Berlin adopte le mariage gay grâce à Angela Merkel mais sans elle

Le Bundestag a adopté, le vendredi 30 juin, un projet de loi légalisant le mariage entre personnes du même sexe, par 393 voix contre 226. Ce vote est intervenu par surprise après des années d’opposition de la part de la démocratie chrétienne, à la suite d’une déclaration d’Angela Merkel devant un parterre de lecteurs et lectrices du magazine féminin « Brigitte ». Le mariage pour tous est une « question de conscience individuelle », a dit la chancelière. Ses alliés socio-démocrates au sein de la Grande coalition l’ont prise au mot. Avec l’aide de l’opposition composée des Verts et de la gauche radicale, ils ont imposé le projet de loi à l’ordre du jour de la dernière session du Parlement allemand avant la pause d’été.
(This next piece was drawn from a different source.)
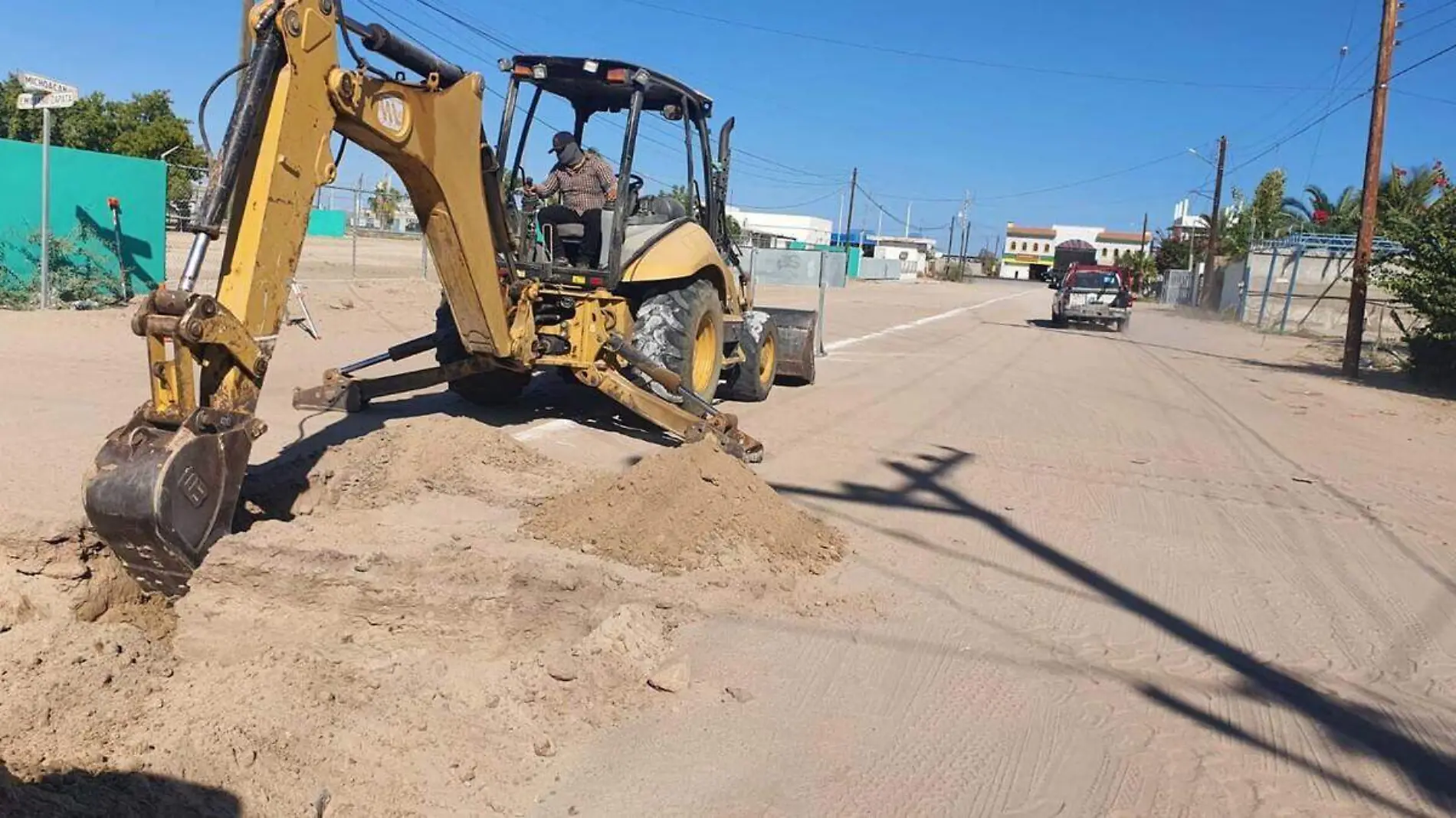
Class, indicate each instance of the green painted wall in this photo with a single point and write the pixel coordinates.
(328, 223)
(80, 184)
Le député vert Volker Beck après le vote du mariage pour tous

Est-ce une bévue ou un coup politique bien calculé ? Le lundi 26 juin, Angela Merkel répond lors d’un forum organisé par le magazine féminin Brigitte à une question sur le mariage homosexuel. C’est une « question de conscience individuelle », répond la chancelière. Pensait-elle que ces quelques mots déclencherait une brève bataille politique dont son parti sortirait apparemment vaincu ?
La démocratie chrétienne s’opposait depuis des années à des propositions de loi présentées par les autres groupes parlementaires. A l’initiative du gouvernement de Rhénanie-Palatinat, le Bundesrat, la Chambre des Länder, avait adopté en 2005 un projet de loi en faveur du mariage entre personnes de même sexe. Plusieurs dizaines de fois, la CDU-CSU s’était opposée à la Commission des lois à ce que le projet soit mis à l’ordre du jour du Bundestag. En laissant entendre que chacun pouvait décider selon sa conscience, Angela Merkel a ouvert la voie à un vote des députés libérés des consignes de leur groupe parlementaire.

Une occasion pour le SPD

Les socio-démocrates se sont engouffrés dans la brèche. Le sujet n’était pas présent dans le contrat de coalition qu’ils avaient adopté avec les démocrates chrétiens en 2013. Il était réservé pour la prochaine législature. Mais en période électorale, le SPD a trouvé une majorité avec l’aide de l’opposition des Verts et de la gauche radicale pour l’imposer. Avec le vote du Bundestag, le SPD a certainement marqué un point.
Mais Angela Merkel n’a pas pour autant perdu. Elle peut jouer sur les deux tableaux. En permettant le vote au Bundestag, elle peut se targuer d’avoir eu un rôle dans une réforme soutenue par près des trois quarts de l’opinion allemande. Lors du vote de vendredi, quelque 90 députés chrétiens démocrates se sont prononcés en faveur du mariage pour tous. Mais elle-même a voté contre, ce qui devrait plaire à la fraction la plus conservatrice de la droite.
La CSU, le parti frère bavarois de la CDU, reste farouchement opposé à cette réforme que condamne aussi l’Eglise catholique. La conférence des évêques a condamné le mariage pour tous comme contraire à l’institution familiale. L’Eglise évangélique allemande (EKD) est plus ouverte mais regrette la hâte avec laquelle la décision a été prise.
Depuis 2001, l’Allemagne avait adopté une sorte de PACS, le « partenariat de vie enregistré » (eingetragene Lebenspartnerschaft), qui donnait quasiment les mêmes droits que le mariage traditionnel, sauf l’adoption. Les partenaires peuvent porter le même nom ou garder leur nom respectif. Ils ont le droit de refuser de témoigner l’un contre l’autre devant les tribunaux. Ils ont le même statut fiscal que les couples hétéros.
Mais ils ne peuvent pas adopter ensemble des enfants. Depuis 2014 cependant, « l’adoption successive » a été votée : un des deux partenaires adopte un enfant ; l’autre partenaire peut ensuite l’adopter. Un des deux partenaires peut aussi adopter l’enfant naturel de l’autre.

"Démobilisation asymétrique"

L’article 6 de la Constitution « protège le mariage et la famille ». Les opposants au mariage pour tous s’y réfèrent pour justifier une éventuelle plainte devant le Tribunal constitutionnel de Karlsruhe mais les juristes vont remarquer que si la Loi fondamentale protège « la famille », elle ne la définit pas. Une plainte devrait donc avoir peu de chances d’être acceptée par les juges suprêmes.
Sciemment ou involontairement, Angela Merkel a ainsi poursuivi sa tactique de « démobilisation asymétrique », appelée aussi « triangulation », ou l’art de faire sienne les propositions des adversaires politiques afin de les priver d’arguments de bataille. A moins de trois mois des élections générales du 24 septembre, ça ne peut pas lui nuire.